Таурендил в раздражении проводит рукой по волосам, избегая прямо глядеть на него. В его голосе досада мешается с обреченностью, страшной и чуждой прежде:

— Мы можем уйти, сын Трандуила. Без боя и бессмысленных смертей в вечной борьбе со всемогущим противником. Я не оставлю родного дома, и твой род, я знаю, не покинет Лихолесья до тех пор, пока живо последнее дерево, но мы в праве уйти. Нет смысла надеяться и дальше, что в этой войне возможно победить.

Леголас кривится, словно пораженный приступом фантомной боли. О, безусловно, они могут уйти. К несчастью, он не встречал покамест никого из лесных эльфов, готовых оставить свой дом, отвоеванный и выстроенный некогда на крови и мертвецах.

— Разве не ты грезил о достойной смерти в бою? — спрашивает, зная, что этот бой заведомо обречен на поражение.

— Смерть в ореоле славы не сравнится с заурядной жизнью в кругу семьи, которую я мечтал бы создать. Я буду защищать свой дом, дорогой мой друг, до последнего вздоха и последнего зеленого листа, но не желаю иметь отношения к битвам, начатым другими. Защищать, Леголас. Даже ты не способен воевать вечно — в чужих войнах, за чужих королей и чужие жизни.

Не способен ли он?

Леголас живет с кровью на своих руках, пальцами, содранными о тетиву лука, учиться стрельбе из которого он никогда не желал, и холодом фамильного склепа на задворках сознания. Он способен продолжать, но не может сказать с уверенностью, как долго.

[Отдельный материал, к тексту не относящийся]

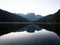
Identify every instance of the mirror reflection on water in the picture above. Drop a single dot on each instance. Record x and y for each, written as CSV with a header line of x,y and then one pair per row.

Он ненавидит оглушающую пустоту внутри себя, поселившуюся под грудной клеткой десяти сотен лет назад и выросшей из первой капли багряной артериальной крови Тирона, брызнувшей на черную землю. Однако, это не конец, и Леголасу, быть может, совсем немного любопытно поглядеть на то, что случится, когда он, наконец, исчерпает себя.

Слова Таурендила звучат правильно, правильно до боли; они падают и с грохотом оседают где-то внутри него, но принять их, вплетая в собственные мысли и идеи, Леголас не в состоянии. Таурендил ошибается порою, ошибается во многом и так часто, но признать его правым куда проще, чем оступиться самому.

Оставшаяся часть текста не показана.